One of Jinhong’s mailers shows her wearing robes, with the words: “Dominique Jinhong is a pro-tem Fircrest Municipal Court Judge,” printed on the photo. Similar photos and captions were part of a collection of photos on her campaign website Thursday.
A pro-tem judge is someone who fills in on a temporary basis.
Jinhong argued that the 2014 ethics opinion doesn’t address photo captions, and that in this case the one on the photo kept voters from being misled about whether she’s a pro-tem judge.
“The picture was clearly labeled in large font across the middle of my torso indicating my status as a pro-tem Judge,” Jinhong said via email Thursday. “No person reading my material could have confused the caption ... to imply incumbency as a Superior Court judge or otherwise, especially when it’s clear that I am seeking election to such a position.”
Court of Appeals Judge Linda Lee, who chairs the ethics committee, said Thursday she wasn’t in a position to interpret the opinion. She said the committee is tasked with issuing opinions, but it is not its role to apply them to specific scenarios.
In addition to the robe complaint, Speir argues it’s problematic that Jinhong has referred to herself as a judge at points during the race.
A different ethics committee opinion from August stated it isn’t fair for an administrative law judge to do so in campaign communications.
Speir argues the average voter might not understand that an Industrial Appeals judge is different from a Superior Court judge.
The former, she noted, don’t hear jury trials. Instead, they hear appeals to decisions made by the state Department of Labor and Industries about workplace safety and injuries.
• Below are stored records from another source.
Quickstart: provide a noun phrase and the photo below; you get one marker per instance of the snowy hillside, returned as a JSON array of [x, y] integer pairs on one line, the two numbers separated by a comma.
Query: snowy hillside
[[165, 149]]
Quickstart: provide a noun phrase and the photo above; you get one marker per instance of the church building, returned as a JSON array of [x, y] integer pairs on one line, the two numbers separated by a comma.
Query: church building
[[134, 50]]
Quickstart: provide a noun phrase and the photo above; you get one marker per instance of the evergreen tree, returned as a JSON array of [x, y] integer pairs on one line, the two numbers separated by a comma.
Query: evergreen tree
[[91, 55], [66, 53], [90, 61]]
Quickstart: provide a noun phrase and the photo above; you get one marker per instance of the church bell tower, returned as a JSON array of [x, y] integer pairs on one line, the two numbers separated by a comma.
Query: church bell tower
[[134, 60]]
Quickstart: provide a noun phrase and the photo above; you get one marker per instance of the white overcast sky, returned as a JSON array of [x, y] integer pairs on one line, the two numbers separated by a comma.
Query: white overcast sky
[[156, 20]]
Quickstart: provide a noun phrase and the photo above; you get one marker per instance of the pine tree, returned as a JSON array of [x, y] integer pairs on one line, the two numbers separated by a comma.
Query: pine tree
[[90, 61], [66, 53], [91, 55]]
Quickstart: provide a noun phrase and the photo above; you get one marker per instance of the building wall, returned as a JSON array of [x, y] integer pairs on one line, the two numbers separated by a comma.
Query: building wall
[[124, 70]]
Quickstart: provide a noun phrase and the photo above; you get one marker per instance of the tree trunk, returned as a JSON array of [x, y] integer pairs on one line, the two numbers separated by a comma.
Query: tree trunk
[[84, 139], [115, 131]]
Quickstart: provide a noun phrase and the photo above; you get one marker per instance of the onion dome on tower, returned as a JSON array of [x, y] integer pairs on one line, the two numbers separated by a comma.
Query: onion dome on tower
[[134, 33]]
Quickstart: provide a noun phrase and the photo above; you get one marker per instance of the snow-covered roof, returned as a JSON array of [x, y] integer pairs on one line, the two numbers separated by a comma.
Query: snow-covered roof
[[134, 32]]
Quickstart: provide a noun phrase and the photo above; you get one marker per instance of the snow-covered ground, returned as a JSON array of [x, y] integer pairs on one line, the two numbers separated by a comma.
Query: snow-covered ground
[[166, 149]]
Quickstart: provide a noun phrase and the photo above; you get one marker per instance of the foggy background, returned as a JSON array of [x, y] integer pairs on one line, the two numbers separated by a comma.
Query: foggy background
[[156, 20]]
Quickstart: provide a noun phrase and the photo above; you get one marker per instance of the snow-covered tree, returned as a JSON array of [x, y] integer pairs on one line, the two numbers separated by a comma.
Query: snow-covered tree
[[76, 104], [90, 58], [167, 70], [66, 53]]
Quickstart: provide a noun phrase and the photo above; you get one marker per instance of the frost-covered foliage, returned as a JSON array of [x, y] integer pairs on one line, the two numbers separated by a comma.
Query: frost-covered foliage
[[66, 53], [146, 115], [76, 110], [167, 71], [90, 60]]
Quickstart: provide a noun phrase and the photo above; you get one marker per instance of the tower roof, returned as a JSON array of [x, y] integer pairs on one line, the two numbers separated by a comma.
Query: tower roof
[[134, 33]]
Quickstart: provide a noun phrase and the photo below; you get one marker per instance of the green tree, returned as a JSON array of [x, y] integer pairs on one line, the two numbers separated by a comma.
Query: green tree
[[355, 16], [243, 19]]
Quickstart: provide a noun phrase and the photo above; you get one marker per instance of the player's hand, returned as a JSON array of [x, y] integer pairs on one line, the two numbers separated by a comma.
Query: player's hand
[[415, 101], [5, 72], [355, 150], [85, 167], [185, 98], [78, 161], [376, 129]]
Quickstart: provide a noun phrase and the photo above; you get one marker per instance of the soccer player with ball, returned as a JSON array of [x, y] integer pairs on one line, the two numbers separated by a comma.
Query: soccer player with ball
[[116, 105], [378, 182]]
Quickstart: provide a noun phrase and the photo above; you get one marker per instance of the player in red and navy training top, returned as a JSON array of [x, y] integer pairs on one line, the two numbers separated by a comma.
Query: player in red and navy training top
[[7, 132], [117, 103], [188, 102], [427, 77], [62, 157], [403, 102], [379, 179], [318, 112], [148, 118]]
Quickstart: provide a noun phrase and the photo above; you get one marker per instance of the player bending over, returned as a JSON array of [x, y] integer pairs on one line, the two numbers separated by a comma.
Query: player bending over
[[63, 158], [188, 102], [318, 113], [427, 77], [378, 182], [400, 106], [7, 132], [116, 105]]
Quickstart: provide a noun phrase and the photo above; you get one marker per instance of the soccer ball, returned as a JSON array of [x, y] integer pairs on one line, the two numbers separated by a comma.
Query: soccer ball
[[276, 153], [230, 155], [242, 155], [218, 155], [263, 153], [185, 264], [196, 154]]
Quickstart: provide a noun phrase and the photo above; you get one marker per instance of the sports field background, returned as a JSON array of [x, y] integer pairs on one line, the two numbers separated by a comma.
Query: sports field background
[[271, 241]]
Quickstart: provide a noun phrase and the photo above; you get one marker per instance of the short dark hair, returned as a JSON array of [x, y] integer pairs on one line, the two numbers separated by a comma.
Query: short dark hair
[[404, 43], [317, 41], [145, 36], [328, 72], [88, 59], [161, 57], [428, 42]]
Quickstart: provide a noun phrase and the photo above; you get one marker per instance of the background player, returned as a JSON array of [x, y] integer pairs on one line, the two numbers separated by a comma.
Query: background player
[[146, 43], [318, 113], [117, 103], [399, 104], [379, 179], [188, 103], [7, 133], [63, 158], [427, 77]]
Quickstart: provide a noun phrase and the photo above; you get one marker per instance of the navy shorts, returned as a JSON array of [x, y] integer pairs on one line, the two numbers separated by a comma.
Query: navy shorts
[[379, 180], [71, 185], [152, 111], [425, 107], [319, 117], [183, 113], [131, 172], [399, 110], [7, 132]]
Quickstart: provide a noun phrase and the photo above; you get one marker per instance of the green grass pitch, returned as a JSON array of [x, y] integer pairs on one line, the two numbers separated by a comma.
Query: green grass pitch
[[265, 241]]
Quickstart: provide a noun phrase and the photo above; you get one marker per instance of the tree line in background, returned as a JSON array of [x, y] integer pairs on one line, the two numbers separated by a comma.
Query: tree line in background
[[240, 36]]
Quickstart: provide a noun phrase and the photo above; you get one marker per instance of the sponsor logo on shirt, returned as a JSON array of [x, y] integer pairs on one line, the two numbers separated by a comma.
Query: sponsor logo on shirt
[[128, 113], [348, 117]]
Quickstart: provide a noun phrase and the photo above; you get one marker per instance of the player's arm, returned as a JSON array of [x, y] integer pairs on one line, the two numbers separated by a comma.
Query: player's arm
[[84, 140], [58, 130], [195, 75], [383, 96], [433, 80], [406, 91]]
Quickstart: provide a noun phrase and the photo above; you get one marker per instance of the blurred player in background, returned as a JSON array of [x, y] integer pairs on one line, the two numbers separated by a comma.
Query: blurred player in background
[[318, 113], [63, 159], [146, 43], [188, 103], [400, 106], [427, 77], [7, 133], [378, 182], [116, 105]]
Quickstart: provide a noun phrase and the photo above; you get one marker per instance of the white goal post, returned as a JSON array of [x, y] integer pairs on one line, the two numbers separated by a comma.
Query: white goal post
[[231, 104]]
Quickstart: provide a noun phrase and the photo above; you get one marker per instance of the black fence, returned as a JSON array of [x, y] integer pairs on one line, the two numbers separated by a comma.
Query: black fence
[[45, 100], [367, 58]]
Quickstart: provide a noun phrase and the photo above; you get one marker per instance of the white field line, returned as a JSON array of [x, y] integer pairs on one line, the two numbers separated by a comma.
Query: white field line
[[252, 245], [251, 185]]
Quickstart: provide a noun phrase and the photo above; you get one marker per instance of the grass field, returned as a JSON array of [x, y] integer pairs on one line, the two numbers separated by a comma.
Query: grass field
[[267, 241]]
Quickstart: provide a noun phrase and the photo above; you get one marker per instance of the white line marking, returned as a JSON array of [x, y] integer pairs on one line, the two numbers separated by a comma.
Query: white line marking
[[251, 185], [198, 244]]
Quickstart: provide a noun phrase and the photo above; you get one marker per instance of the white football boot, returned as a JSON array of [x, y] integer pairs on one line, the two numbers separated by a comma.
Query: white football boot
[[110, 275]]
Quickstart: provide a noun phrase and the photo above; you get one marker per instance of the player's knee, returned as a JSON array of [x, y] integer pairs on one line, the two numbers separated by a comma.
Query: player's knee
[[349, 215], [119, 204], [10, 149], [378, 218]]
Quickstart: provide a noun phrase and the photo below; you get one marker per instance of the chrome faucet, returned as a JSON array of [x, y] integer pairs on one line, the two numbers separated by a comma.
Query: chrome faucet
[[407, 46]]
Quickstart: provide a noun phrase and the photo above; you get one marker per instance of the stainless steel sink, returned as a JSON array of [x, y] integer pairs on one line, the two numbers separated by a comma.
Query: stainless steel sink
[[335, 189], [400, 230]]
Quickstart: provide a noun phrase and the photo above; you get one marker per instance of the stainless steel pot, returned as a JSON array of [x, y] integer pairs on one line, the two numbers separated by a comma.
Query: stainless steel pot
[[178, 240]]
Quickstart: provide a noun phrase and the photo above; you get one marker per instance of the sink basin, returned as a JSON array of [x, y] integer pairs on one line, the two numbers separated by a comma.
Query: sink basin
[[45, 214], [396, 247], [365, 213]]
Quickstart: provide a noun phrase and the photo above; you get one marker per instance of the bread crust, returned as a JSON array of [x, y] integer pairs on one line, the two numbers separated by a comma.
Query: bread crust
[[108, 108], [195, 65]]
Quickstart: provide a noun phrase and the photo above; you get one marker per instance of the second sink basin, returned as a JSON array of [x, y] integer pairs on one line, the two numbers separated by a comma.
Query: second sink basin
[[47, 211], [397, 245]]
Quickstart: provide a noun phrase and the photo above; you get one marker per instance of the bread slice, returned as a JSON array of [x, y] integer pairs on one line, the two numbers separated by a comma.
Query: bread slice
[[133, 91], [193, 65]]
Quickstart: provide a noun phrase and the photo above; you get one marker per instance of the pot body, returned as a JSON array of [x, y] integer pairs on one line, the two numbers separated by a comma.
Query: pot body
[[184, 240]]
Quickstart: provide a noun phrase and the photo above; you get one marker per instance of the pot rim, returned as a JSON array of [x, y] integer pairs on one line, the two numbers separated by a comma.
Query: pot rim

A Superior Court judge presides over cases such as felonies and civil disputes, among others.
“She doesn’t fall under the same set of statutes as a Superior Court judge,” Speir said of Jinhong’s role.
Jinhong said she complied with the opinion when it was released.
“In an abundance of caution, I immediately revised any material that could give the potential impression of inconsistency with this new ruling,” her email said.
The press release announcing her campaign and a similar announcement visible on her campaign website Thursday identified her as an Industrial Appeals judge in headlines, and as “Judge Jinhong” on secondary references.
As for Jinhong’s complaint about Speir’s flier, a query by the Superior Court Clerk’s Office on Wednesday showed Jinhong has been an attorney on five cases in Pierce County Superior Court.
That doesn’t include the misdemeanor cases she handled in District Court, during the year she worked for the Pierce County Prosecutor’s Office.
The same query done for Speir showed 161 Pierce County Superior Court cases.
Told about the results of the query, Speir said that in retrospect she’d prefer the flier specify that Jinhong does not have trial experience in Pierce County.
“If I had my way, I would probably change the word to trial,” she said. “That’s what I’ve always said in my speeches.”
Jinhong acknowledges she hasn’t had a complete trial in Pierce County, but contends it’s a good thing that she has trial experience in multiple courts, including the more than nine years she spent as a deputy prosecutor in Thurston County.
“It is deeply disheartening to see my opponent sinking to the acrimonious level of national politics,” Jinhong said in her email. “Our community deserves better, especially in a judicial race.”
Speir seems to have similar feelings about her opponent.
“I think that what’s happening right now is affecting the election,” Speir said. “I think what she has done has the potential to mislead voters, and I think it puts me at a disadvantage.”